At the risk of inflaming discussion – oh what fun – I want to suggest that the Church of England and other Christian groups are doing a poor job of discussing marriage and gender issues for reasons they seem unable to recognise and there is a different kind of debate which needs to open up.
First, English Churchpeople feel they are defending marriage
between one man and one woman as an institution. Why? Marriage around the world
seems to be a life stage reality for over 80% of the world’s population. We
include co-habitation, which has to operate like marriage, and serial marriage
which is failed repetition, but marriage is the basic model worldwide. The
institution seems fairly dominant. Billions live it and it has obvious social
and sexual weight which will not go away. We could defend the fact that the sea
is wet, but to feel under siege while doing it is not rational.
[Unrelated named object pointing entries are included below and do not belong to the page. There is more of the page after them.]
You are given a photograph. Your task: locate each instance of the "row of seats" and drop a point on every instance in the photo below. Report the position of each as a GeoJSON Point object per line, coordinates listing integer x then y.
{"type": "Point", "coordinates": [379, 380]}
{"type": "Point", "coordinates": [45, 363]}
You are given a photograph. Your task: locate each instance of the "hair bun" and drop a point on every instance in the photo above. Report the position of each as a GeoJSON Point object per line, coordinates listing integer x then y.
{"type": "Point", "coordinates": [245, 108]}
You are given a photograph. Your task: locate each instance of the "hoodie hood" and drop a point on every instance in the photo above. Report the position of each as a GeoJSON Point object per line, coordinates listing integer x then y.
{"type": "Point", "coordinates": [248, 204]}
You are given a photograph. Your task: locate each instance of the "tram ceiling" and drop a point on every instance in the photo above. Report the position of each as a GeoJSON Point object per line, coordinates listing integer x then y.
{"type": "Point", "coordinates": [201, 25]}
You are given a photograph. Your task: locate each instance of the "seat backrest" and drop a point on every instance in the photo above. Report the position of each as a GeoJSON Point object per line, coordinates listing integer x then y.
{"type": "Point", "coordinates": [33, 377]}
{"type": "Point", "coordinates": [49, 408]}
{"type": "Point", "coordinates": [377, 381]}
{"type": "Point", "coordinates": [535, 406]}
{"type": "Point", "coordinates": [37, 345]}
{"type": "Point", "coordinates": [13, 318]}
Of course, the Churchpeople we are discussing would point
out that in “advanced societies” (oh the error of that idea) marriage is often
later, incomplete, casual, disliked or very mixed up. “Singleness” or being
“unattached”, both slightly slighting ideas, are more common. More to the
point, gay marriage, transgender relationships and all kinds of other
relational arrangements are appearing on the scene, and we Christians, we
conservative Christians, orthodox Christians, need to defend marriage against
this secular incursion into Christianity, otherwise the Christian faith, the
orthodox Christian faith is fatally compromised.
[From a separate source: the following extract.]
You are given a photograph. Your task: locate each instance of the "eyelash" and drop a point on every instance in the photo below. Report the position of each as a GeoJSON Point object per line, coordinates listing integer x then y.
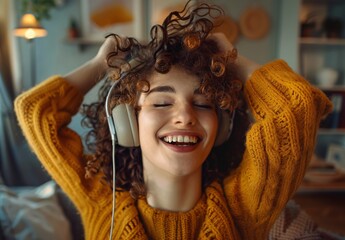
{"type": "Point", "coordinates": [204, 106]}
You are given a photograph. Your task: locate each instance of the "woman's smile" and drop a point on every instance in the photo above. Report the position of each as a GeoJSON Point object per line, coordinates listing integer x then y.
{"type": "Point", "coordinates": [177, 124]}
On the other hand, and Churchpeople usually have two hands,
Christians are aware that they have not been nice to gay, transgender and other
non-orthodox people. They have been put beyond the pale, outside, seen as
sinners and badly treated, when the culture as a whole has become more tolerant
and retreated from a kind of Victorian moralism which Churchpeople still seem
trapped in. More than this, these non-orthodox people are often good
Christians, people with thought and integrity and we love them.
So, the English Churchpeople have two hands flapping. One is
defending marriage between a man and a woman, and the other is inclusive,
involves new patterns of respect and welcome, and suggests there needs to be
patterns of revisionism in traditional views of marriage and gender.
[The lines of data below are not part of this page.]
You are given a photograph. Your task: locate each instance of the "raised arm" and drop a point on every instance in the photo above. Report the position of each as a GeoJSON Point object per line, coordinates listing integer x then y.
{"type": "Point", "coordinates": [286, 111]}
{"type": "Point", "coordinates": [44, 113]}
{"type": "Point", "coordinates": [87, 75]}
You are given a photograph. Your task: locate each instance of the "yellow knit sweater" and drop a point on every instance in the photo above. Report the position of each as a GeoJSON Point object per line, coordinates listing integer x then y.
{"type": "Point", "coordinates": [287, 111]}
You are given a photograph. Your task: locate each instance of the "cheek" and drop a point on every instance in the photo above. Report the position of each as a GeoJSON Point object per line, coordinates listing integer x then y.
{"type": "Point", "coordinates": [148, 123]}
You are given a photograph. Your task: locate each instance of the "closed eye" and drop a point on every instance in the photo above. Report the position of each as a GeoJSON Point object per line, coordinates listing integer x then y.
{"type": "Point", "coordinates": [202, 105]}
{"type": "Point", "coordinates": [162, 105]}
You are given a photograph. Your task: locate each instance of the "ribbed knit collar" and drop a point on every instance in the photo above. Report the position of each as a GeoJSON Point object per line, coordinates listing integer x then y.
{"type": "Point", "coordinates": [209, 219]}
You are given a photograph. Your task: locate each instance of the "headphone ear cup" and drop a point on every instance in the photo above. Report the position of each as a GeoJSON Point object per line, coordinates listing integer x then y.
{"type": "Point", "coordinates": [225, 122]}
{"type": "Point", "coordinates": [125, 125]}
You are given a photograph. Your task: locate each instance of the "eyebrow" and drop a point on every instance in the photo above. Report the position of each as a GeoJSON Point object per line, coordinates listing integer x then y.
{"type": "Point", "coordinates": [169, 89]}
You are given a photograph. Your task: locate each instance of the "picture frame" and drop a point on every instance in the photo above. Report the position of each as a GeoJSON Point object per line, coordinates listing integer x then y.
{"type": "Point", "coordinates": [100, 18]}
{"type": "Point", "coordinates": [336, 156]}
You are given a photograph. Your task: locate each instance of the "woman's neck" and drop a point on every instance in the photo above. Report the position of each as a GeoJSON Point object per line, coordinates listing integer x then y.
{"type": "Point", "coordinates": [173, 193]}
This little study suggests that there are errors within the Churchpeople on both sides and also in wider, what is called secular, society, on both sides, and four wrongs do not make a right. First, we look at the two Churchpeople positions.
The orthodox Churchpeople hold a view of marriage which is
either sacramental or moral. The sacramental view focusses in church weddings,
vows, indissolubility and the NT simile between marriage and Christ and the
Church. It moves from marriage as a human institution to a churchy view. Given
perhaps three billion married people live in marriages outside a Christian
validation, this becomes a limited perspective. In practice it also becomes
subcultural surrounding marriage with a load of church accretions among the
worst of which was the subjugation of women in line with Jewish and Christian patterns
(as well as Islamic, Hindu and other cultures) Marriage is not a sacrament and
the sacrament idea is significantly over-egged by Churchpeople. But marriage is
also not “moral”. It is actually social, a relationship, an institution, with a
complex social character. To see this clearly, we need to re-examine morality.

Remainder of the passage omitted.